After creating a number of firsts as an Arab sportswoman, Princess Haya took over the reins of the International Equestrian Federation and as President, from 2006 to 2014, she helped improve the Federation's financial position and launched FEITV to take the sport to a wider audience. A United Nations Messenger of Peace, she has also served as a member of the IOC.
DeFrantz, an African-American who won a bronze medal at the 1976 Montreal Olympics as a member of the United States rowing team, challenged more Arab women to overcome their fears and follow their sporting dreams, using Princess Haya as their beacon.
“The greatest challenge before women today is, and will always be, fear,” said DeFrantz, the first female to become Vice President of the IOC executive committee, as she spoke about “Empowering Women in Sports” in the opening session of the Symposium. “Fear is a part of life. The things we fear most cause us to be least able to be successful.
“Asking for help is the best way to get over fear. In the area of sport we ask for help from coaches, from other competitors and you ask for help from history to see how other women have done this in the past.”
One of the leading voices for gender-equality in the Olympic movement, DeFrantz saluted the efforts of the UAE government in this sphere and extolled the virtues of sport in a prosperous society.
“I am delighted with what the UAE government is doing here,” she said. “Sport, I believe, is a basic right of every human being, just as basic as finding shelter and nourishment. We can judge how advanced a country is based on the access to sports of its population.
“The benefits of sports for humans are multi-faceted. In team sports we challenge ourselves, and along the way we pick up leadership skills, mutual respect and fair play.”
Talking about her own battle for gender equality at the Olympic Games, DeFrantz revealed how asking the right questions at the IOC meetings had brought success.
“At the 1996 Atlanta Games, as many as 26 NOCs didn't have women at Games. But between the 1996 to 2016 Games we had more than 32,000 women who had taken part,” said DeFrantz, who is credited with getting women's softball and football on the Olympics programme, as well as the vast increase in the number of opportunities for women's competition.

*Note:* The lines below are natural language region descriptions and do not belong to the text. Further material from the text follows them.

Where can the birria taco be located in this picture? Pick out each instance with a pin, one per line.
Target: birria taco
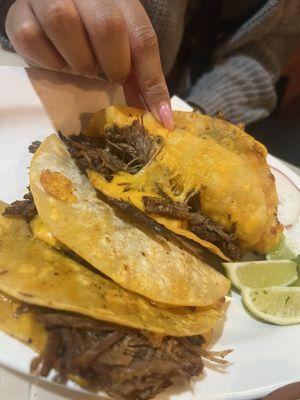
(102, 265)
(207, 181)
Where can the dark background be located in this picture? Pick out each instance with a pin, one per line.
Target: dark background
(281, 131)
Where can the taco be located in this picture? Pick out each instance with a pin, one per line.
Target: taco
(130, 253)
(88, 328)
(208, 181)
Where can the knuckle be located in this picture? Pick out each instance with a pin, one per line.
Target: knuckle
(107, 25)
(144, 39)
(120, 76)
(25, 37)
(153, 85)
(88, 69)
(58, 14)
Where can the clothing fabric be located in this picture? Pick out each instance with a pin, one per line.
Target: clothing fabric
(246, 60)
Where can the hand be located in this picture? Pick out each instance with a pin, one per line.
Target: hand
(110, 37)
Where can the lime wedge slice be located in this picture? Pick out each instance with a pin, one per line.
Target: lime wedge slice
(261, 274)
(283, 251)
(278, 305)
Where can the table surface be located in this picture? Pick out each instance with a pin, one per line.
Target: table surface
(14, 386)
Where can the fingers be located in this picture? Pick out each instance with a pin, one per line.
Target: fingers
(132, 93)
(108, 35)
(61, 23)
(146, 61)
(29, 40)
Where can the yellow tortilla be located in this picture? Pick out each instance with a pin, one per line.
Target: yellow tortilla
(23, 327)
(134, 258)
(35, 273)
(206, 155)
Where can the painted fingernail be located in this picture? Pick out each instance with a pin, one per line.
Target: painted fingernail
(166, 116)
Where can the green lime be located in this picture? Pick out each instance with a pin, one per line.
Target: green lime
(261, 274)
(278, 305)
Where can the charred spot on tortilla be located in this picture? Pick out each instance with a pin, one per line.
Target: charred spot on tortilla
(202, 226)
(127, 148)
(22, 208)
(34, 146)
(58, 186)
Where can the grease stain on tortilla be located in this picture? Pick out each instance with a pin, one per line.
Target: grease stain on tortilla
(58, 186)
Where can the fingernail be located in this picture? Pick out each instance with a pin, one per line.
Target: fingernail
(166, 116)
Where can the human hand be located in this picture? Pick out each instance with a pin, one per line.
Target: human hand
(113, 38)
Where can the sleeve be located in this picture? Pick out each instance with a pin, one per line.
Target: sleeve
(242, 82)
(4, 7)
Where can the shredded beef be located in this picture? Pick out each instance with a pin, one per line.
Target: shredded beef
(22, 208)
(128, 149)
(126, 363)
(200, 225)
(34, 146)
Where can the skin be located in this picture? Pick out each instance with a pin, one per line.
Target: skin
(111, 38)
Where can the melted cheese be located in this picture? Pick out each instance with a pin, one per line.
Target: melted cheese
(40, 231)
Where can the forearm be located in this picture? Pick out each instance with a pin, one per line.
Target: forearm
(4, 7)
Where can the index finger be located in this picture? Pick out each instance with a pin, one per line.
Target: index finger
(146, 61)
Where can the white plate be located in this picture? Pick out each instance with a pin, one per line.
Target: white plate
(265, 356)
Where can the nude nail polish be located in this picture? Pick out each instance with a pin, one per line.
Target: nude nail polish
(166, 116)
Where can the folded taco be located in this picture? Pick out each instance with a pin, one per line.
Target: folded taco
(208, 181)
(88, 328)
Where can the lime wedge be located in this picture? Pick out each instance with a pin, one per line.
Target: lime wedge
(278, 305)
(283, 251)
(261, 274)
(296, 283)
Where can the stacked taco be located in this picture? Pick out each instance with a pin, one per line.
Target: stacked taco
(103, 265)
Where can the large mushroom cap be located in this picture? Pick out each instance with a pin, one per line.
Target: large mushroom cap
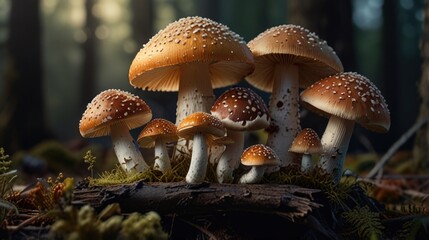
(157, 129)
(259, 154)
(306, 142)
(201, 122)
(291, 44)
(191, 39)
(241, 109)
(350, 96)
(110, 107)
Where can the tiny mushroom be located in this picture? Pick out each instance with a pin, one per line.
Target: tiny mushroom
(258, 156)
(288, 57)
(191, 56)
(114, 112)
(200, 127)
(239, 109)
(307, 142)
(156, 134)
(345, 98)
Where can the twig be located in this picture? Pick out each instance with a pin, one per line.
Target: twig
(23, 223)
(378, 168)
(203, 230)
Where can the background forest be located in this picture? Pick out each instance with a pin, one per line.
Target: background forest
(56, 55)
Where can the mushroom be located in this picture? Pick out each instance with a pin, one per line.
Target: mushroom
(307, 142)
(258, 156)
(345, 98)
(156, 134)
(192, 56)
(239, 109)
(114, 112)
(288, 57)
(201, 127)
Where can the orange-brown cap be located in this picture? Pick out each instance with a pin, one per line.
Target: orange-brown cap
(291, 44)
(350, 96)
(200, 122)
(191, 39)
(307, 141)
(259, 154)
(113, 106)
(241, 109)
(157, 129)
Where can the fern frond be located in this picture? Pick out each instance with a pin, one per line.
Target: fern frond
(364, 222)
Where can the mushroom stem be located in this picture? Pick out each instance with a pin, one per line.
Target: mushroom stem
(199, 160)
(255, 175)
(306, 163)
(162, 160)
(195, 90)
(230, 159)
(284, 111)
(335, 142)
(195, 95)
(126, 150)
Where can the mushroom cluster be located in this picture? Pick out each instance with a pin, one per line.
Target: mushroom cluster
(194, 55)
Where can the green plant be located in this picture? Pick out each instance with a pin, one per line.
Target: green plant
(90, 159)
(364, 222)
(84, 223)
(52, 194)
(7, 178)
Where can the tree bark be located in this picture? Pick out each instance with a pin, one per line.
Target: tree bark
(184, 199)
(421, 144)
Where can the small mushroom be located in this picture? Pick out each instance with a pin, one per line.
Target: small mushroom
(200, 127)
(288, 57)
(345, 98)
(307, 142)
(240, 110)
(259, 157)
(114, 112)
(156, 134)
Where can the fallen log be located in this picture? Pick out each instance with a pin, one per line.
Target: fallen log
(181, 198)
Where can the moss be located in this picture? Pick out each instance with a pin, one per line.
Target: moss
(85, 223)
(364, 223)
(180, 166)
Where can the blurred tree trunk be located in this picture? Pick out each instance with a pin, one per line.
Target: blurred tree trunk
(209, 9)
(23, 116)
(142, 20)
(421, 145)
(332, 21)
(89, 60)
(390, 71)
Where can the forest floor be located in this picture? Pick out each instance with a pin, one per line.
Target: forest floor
(287, 203)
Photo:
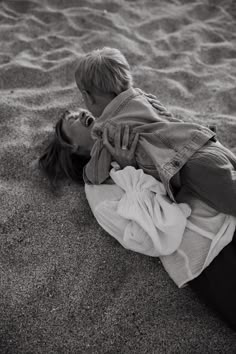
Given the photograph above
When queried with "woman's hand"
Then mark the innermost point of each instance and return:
(121, 152)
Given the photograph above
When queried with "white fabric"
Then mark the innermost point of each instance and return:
(137, 212)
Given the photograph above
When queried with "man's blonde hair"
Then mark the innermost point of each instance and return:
(103, 71)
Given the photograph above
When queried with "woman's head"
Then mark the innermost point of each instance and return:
(69, 150)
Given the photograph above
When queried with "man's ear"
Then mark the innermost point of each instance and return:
(89, 97)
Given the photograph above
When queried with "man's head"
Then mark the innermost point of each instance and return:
(101, 75)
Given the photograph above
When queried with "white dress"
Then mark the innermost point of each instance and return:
(137, 212)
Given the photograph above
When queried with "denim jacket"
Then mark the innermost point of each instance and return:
(165, 143)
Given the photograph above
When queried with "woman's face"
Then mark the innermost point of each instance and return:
(77, 127)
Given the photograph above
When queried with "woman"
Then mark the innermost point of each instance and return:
(201, 252)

At the 1900 Olympics, only three of the 86 events (3.6 per cent) were for women. By the 1960 Olympics, that figure had increased to 29 of 150 events (19.33), but last year at the Rio Olympics, 44.4 per cent of the events (136 of 306) were for ladies and by the 2024 Olympic Games in Paris, DeFrantz is hoping to achieve a 50-50 ratio.
“Things did not change overnight,” she said. “We were able to do it over time and by 2024, we hope to be 50-50 at the Olympic Games.
“I hope we can break down barriers and convince people that there is everything right in having access for women in sport.”